Lathe – concentricity
One of the wonderful features of the lathe is that any number of cuts of any diameter, all done without moving the workpiece in the chuck, will all be concentric. Furthermore other operations such as drilling a hole will also be concentric.
There are three examples of this that are very common and are totally dependent upon this feature. The first is turning a wheel and drilling a hole in its center so the outside of the wheel will be concentric with the axle. The second is fitting a piston rod to a piston. The third is drilling a hole in a cylinder cover so it is concentric with the cylinder.
Concentricity – wheel and axle
A wheel is often made from a cast iron casting. In any case the wheel usually has either a flat back or a back with a recess in it. Either way this back does not have to match the edge or axle perfectly. The casting is held using any convenient method – probably a three jaw chuck.
The wheel is now turned round. If the back is flat it can be held on a faceplate. It is usually necessary to shape the edge of the wheel right round to the back so a space is needed between the wheel and the faceplate. This can be done by using double sided tape to hold pieces of metal acting as spacers to the faceplate. The wheel is then clamped onto the face plate taking advantage of the holes between the spokes to place bolts to clamp it.
If the wheel is recessed at the back this can be used to hold the wheel in a three jaw chuck.
The profile need on the edge of the wheel can now be turned.
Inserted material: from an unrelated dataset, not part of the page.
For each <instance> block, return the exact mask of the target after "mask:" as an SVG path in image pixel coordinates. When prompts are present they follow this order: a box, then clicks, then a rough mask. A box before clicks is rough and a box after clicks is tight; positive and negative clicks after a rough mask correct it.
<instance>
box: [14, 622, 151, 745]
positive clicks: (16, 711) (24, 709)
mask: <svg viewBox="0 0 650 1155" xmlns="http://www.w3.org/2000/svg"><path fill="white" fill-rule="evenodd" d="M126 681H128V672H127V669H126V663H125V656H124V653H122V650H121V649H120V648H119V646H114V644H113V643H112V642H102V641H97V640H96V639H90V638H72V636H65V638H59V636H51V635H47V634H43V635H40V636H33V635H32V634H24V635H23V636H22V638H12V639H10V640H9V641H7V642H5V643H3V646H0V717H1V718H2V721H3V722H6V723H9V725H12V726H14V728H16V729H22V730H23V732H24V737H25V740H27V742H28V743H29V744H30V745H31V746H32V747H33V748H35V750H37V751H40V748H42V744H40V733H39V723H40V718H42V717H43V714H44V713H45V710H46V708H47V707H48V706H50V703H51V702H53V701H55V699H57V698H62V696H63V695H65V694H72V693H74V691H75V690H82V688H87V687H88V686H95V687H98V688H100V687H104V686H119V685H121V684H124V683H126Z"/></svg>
The hole for the axle can be center drilled, drilled and reamed. Doing this without moving the wheel will mean that the circumference of the rim of the wheel and the bore will be concentric.
Concentricity – piston and piston rod
Making a piston the right size to fit a cylinder is covered elsewhere. Here we are looking at the problem of getting the piston rod concentric with the outside of the piston.
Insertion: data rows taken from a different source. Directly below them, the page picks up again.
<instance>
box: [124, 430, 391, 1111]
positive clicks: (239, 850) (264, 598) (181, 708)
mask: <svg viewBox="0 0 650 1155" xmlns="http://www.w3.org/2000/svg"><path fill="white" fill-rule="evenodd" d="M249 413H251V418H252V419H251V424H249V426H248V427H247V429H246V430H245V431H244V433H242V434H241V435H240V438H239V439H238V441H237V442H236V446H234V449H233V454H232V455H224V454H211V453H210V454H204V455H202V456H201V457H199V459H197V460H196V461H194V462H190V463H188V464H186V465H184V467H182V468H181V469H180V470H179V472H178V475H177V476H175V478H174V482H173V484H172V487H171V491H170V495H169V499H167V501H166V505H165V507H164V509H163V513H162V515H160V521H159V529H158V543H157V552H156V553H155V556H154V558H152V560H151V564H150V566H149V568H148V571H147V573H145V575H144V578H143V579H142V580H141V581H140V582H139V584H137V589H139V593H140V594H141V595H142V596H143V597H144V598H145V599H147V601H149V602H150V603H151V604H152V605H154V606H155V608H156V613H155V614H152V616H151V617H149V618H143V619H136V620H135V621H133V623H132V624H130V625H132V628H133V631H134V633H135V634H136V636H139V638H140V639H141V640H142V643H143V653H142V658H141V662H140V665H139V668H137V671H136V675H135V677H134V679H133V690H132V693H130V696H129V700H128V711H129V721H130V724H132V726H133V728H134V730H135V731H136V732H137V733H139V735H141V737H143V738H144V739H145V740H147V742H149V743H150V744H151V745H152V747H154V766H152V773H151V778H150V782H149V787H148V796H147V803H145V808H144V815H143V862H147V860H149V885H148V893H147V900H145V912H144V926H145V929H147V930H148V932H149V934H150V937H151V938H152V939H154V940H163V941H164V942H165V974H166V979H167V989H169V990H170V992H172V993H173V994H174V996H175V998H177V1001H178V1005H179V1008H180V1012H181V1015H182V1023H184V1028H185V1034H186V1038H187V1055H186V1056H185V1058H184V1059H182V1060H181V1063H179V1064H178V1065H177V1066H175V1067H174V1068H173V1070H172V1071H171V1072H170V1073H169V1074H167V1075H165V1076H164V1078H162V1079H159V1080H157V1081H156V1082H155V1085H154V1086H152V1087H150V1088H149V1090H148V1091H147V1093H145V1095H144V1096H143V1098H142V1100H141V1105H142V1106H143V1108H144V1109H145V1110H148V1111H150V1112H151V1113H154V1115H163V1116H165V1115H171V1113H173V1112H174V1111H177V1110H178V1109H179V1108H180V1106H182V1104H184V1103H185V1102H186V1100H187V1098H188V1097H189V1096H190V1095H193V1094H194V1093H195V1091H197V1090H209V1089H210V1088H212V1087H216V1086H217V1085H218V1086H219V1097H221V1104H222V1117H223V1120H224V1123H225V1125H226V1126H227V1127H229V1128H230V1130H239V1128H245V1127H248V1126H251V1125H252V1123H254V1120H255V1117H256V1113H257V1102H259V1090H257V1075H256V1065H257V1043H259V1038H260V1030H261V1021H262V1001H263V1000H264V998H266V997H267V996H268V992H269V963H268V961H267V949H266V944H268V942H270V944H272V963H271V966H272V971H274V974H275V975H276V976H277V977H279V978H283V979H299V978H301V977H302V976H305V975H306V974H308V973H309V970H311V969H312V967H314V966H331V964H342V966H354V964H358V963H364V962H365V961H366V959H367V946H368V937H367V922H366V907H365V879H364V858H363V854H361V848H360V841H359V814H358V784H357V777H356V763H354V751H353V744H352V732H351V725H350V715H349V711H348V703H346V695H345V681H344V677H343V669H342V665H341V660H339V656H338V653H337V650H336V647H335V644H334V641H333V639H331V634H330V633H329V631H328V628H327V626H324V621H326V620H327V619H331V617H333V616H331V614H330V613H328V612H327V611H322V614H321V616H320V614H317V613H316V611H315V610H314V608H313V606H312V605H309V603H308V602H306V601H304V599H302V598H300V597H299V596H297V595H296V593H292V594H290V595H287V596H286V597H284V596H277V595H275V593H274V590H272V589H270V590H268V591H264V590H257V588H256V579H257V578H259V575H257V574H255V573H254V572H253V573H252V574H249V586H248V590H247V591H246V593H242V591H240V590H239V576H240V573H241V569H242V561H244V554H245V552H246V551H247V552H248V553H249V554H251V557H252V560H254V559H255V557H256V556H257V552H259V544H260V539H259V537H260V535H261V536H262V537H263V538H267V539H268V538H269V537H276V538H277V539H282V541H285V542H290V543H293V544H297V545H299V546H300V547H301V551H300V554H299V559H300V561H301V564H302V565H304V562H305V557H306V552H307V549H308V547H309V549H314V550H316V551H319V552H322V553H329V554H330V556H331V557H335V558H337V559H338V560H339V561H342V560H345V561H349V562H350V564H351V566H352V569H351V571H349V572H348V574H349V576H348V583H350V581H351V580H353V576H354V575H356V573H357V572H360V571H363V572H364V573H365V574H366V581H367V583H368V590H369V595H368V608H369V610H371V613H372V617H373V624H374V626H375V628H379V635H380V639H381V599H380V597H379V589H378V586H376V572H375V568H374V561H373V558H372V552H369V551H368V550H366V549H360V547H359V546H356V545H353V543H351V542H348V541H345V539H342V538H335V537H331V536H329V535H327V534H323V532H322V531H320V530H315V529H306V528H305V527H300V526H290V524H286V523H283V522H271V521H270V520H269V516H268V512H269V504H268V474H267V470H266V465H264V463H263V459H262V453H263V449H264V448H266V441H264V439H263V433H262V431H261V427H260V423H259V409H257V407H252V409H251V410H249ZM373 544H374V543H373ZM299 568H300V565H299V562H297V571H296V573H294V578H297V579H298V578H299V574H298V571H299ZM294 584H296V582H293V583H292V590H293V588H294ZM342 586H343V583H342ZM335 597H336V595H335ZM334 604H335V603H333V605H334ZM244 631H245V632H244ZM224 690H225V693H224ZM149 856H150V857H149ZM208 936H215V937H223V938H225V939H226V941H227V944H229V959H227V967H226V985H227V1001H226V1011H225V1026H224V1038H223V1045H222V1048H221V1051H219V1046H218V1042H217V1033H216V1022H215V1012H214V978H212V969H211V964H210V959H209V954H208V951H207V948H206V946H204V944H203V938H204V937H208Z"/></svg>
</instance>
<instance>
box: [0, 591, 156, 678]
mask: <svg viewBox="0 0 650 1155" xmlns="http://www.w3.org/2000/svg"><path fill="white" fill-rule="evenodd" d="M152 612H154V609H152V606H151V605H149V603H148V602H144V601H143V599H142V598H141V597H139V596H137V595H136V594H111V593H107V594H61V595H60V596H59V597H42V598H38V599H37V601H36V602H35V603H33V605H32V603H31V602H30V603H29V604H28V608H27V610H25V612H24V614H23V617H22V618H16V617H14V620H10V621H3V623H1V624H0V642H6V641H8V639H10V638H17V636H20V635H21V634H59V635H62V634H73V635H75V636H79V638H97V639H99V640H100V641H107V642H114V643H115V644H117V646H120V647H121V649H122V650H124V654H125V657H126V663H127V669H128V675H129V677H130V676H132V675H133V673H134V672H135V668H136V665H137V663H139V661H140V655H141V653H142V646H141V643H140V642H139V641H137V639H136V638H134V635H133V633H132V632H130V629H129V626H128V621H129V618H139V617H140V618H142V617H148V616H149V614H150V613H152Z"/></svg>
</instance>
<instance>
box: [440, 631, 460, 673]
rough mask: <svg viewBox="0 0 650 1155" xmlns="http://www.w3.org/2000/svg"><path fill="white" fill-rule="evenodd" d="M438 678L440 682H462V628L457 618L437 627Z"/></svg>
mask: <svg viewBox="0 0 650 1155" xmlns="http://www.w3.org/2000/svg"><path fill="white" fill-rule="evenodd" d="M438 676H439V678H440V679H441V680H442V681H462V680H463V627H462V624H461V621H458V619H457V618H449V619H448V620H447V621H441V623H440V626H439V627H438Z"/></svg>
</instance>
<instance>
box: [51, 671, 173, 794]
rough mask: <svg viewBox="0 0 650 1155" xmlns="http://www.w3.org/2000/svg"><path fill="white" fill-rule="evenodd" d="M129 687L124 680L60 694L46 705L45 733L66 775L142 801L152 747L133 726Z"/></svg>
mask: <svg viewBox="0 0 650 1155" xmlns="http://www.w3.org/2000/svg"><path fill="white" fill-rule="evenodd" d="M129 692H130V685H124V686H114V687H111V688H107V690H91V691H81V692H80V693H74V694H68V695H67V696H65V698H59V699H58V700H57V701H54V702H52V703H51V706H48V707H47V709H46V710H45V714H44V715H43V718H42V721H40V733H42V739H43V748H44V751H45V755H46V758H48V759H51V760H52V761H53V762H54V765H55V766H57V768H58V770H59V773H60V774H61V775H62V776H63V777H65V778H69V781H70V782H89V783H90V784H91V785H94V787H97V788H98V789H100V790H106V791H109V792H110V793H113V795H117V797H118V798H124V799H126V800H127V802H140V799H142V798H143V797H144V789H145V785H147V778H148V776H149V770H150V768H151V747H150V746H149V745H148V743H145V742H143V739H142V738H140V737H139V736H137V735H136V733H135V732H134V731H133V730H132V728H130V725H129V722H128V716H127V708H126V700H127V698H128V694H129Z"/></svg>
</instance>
Firstly as soon as the outside of the piston has been turned to just fit the cylinder it must be left in the chuck for the next part.
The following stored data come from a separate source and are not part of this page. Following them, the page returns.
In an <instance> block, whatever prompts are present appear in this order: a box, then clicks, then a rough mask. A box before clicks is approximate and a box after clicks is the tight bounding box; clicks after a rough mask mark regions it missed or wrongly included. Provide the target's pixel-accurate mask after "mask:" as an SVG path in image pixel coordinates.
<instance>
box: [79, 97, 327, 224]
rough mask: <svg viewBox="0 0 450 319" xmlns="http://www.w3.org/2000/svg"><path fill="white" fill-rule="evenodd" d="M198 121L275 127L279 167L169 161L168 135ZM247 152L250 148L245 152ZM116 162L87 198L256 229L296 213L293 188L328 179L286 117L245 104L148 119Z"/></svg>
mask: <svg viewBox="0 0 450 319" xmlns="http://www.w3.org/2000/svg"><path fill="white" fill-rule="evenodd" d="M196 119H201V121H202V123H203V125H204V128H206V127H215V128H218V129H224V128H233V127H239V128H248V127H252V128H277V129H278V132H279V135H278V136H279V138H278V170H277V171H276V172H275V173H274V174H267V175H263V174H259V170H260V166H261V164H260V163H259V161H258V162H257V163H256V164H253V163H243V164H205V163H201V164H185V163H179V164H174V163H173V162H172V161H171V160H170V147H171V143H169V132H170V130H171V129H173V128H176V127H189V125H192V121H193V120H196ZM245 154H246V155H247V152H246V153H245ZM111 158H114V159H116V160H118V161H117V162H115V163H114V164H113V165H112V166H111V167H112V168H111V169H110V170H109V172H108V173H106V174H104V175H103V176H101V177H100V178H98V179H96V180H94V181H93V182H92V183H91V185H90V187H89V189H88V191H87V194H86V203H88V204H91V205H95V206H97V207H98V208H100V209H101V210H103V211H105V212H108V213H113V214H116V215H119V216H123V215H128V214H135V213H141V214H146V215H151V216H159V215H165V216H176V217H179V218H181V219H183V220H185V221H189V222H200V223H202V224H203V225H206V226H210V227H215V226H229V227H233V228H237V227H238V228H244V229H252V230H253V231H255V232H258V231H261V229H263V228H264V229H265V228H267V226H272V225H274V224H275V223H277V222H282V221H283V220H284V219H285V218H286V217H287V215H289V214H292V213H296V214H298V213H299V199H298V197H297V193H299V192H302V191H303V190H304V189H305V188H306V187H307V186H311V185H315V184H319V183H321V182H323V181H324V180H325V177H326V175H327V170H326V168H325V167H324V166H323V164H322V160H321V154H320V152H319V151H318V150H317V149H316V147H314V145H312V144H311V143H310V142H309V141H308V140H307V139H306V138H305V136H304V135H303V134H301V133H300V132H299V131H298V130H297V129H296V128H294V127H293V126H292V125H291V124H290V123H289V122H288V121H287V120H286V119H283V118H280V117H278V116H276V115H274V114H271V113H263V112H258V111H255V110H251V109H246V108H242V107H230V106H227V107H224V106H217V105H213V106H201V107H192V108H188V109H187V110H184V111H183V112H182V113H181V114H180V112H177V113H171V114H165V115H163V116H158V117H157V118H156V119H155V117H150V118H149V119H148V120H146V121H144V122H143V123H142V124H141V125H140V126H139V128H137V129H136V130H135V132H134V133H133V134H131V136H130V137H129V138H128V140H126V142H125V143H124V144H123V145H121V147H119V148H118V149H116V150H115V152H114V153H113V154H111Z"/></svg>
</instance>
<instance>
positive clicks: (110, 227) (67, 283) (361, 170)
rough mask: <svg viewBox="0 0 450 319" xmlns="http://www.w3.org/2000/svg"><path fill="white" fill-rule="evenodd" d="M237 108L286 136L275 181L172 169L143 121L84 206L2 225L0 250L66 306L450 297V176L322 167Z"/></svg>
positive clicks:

One way of doing this is by making the piston rod so it has a shoulder on it to fit on the surface of the piston. The end of tthis narrow part is fitted with a thread. The piston is center drilled, drill for tapping the thread all the way through, drilled for reaming the guiding bit, reamed for the guiding bit and tapped.
The piston rod which has already been machined as required, is held in a drill chuck in the tailstock and is screwed into the piston but turning the chuck holding the piston whilst feeding the piston rod in.
Alternatively the piston is machined oversize. It is faced on one surface. The hole is centered, drilled reamed etc as above. The piston rod is fitted as above. The assembly is removed. It is turned round and held by the piston rod. This can be done using either a collet in a collet chuck, a four-jaw chuck with the rod precisely centered or a split bush. The piston is now machined to the diameter to fit the cylinder. (See Model Locomotive Building LBSC)
Concentricity – cylinder cover with hole for piston rod
Cylinder covers are often made from bronze castings. These usually have a spigot for holding the cover during machining. The cover not only holds the steam in the cylinder but also guides the piston rod holding it straight in the cylinder. This means the cover must be aligned properly in the cylinder. This is done by machine a projection on it that is a perfect fit in the cylinder. At the same time as this is machined it is necessary to machine the hole for the piston rod. This is done by center drilling the cover, drilling a hole suitable for reaming to the necessary size.
When this has been done the cover is turned round and the other side of the hole is drilled and tapped to take the gland which hold the seal in. Notice that this cannot be expected to be perfectly aligned simply by means of a screw thread so it might have to be slightly bigger than the diameter of the piston rod.